We hebben de uitslag van het bloedonderzoek van gisteren al binnen.
Aan de hele voorbije periode heb ik dus wel degelijk iets overgehouden. Misschien dat het ooit gaat wennen of een beetje slijt maar telkens als er een nieuwe bloedcontrole aankomt zijn er vonken van paniek. Het is de laatste gedachte voor je in slaap valt, het is dezelfde gedachte die je even later wakker maakt. Wat als deze nachtmerrie niet gedaan is? Wat als de resultaten nu eens niet…
Daar waar je vroeger een soort nonchalant gevoel van vanzelfsprekendheid had over zo’n dingen ben je nu ineens als ervaringsdeskundige wijzer geworden.
Je loopt de hele dag met een mentaal winkelkarretje rond, volgeladen met gedachten over wat je gaat doen als er slecht nieuws komt.
Je probeert je te concentreren op andere dingen, probeert controle te krijgen en een halt toe te roepen aan het doemdenken.
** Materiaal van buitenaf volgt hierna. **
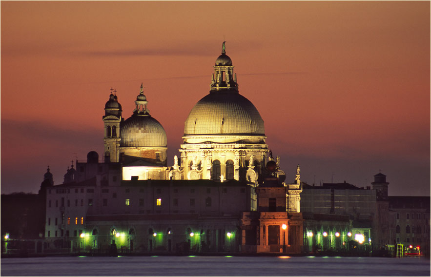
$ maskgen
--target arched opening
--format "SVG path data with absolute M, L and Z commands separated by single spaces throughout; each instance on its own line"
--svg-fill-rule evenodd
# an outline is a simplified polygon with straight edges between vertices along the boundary
M 207 198 L 206 199 L 205 199 L 205 207 L 211 207 L 211 198 L 210 197 Z
M 234 178 L 233 161 L 227 160 L 226 162 L 226 179 L 231 180 Z
M 217 181 L 220 179 L 220 161 L 218 159 L 212 162 L 212 167 L 211 168 L 211 177 L 213 180 Z

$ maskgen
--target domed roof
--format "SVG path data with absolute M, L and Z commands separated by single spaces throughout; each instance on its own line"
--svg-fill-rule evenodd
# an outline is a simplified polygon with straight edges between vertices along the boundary
M 167 139 L 164 129 L 149 115 L 133 114 L 120 126 L 120 146 L 165 147 Z
M 222 54 L 216 60 L 216 65 L 232 66 L 232 60 L 226 54 Z
M 195 105 L 185 120 L 185 135 L 264 135 L 264 120 L 254 105 L 232 92 L 210 93 Z
M 105 104 L 105 109 L 120 109 L 121 110 L 121 105 L 114 100 L 108 100 Z

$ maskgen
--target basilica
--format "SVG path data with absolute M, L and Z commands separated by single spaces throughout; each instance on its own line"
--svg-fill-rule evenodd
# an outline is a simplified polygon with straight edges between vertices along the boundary
M 185 119 L 170 164 L 143 84 L 127 119 L 111 90 L 103 158 L 90 152 L 62 184 L 49 169 L 44 177 L 45 252 L 299 252 L 299 166 L 287 183 L 233 68 L 223 42 L 209 92 Z

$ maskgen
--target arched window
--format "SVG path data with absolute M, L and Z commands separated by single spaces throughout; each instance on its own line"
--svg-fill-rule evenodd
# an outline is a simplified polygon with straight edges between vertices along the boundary
M 208 197 L 206 199 L 205 199 L 205 207 L 211 207 L 211 198 Z
M 212 167 L 211 168 L 211 176 L 212 179 L 214 181 L 219 180 L 220 179 L 220 161 L 218 160 L 215 160 L 212 162 Z
M 231 180 L 233 179 L 233 161 L 231 159 L 228 160 L 226 162 L 226 179 Z

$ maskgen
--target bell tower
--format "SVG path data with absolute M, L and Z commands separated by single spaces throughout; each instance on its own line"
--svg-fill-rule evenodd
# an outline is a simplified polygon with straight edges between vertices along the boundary
M 118 162 L 120 158 L 120 123 L 123 120 L 121 117 L 121 105 L 115 94 L 116 90 L 111 94 L 109 99 L 105 104 L 105 115 L 102 117 L 104 124 L 104 161 L 105 162 Z

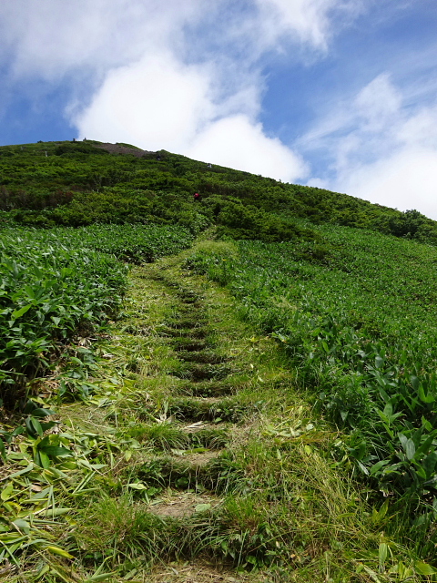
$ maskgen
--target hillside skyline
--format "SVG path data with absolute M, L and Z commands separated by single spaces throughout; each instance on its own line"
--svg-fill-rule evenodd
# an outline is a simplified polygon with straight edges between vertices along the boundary
M 1 144 L 127 142 L 437 219 L 431 0 L 25 4 L 0 6 Z

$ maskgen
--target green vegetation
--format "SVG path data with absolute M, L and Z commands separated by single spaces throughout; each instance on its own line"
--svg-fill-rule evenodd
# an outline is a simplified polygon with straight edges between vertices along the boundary
M 240 315 L 279 342 L 298 385 L 347 430 L 338 459 L 405 515 L 405 536 L 432 559 L 437 250 L 339 227 L 320 233 L 320 257 L 316 244 L 242 241 L 238 254 L 204 249 L 188 265 L 227 285 Z
M 434 221 L 88 140 L 0 234 L 5 580 L 437 578 Z
M 125 153 L 91 140 L 0 148 L 3 220 L 36 227 L 176 223 L 196 233 L 213 223 L 234 239 L 266 242 L 317 237 L 310 221 L 437 242 L 437 224 L 416 210 L 118 146 Z M 192 199 L 196 191 L 200 203 Z
M 84 381 L 90 351 L 67 348 L 90 336 L 120 306 L 127 270 L 118 260 L 151 261 L 192 240 L 179 227 L 92 226 L 5 229 L 0 240 L 0 403 L 13 406 L 31 379 L 59 362 Z

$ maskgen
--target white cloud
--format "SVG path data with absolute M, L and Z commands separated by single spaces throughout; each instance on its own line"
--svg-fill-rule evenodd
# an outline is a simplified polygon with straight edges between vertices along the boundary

Maar daartegenover staat dat duiveltje dat werd geboren toen je de eerste keer dat slechte nieuws kreeg. Over kicken gesproken: moet je die laatste minuut voor het bloedresultaat eens meemaken! Het moment dat je telefonische verbinding krijgt met diegene die de resultaten voor zich heeft liggen. Het wachten op de woorden die een zin vormen. Die zin dan verwerken, ontleden. Is alles werkelijk in orde? Nog eens even bevestiging vragen. Hebben we het echt goed begrepen?
Pas dan, als het echt helemaal is doorgedrongen valt de last van een geladen vrachtwagen van je schouders en laten je longen je toe om echt diep adem te halen. Je spieren ontspannen en een lentebries blaast het stof uit je gepijnigde gedachten. Je hart begint terug te kloppen.
Maar goed, Jacky kreeg de resultaten van het bloedonderzoek dus door. En ja, ze waren goed.
Onze dokter zet het licht op groen. Nog drie dagen.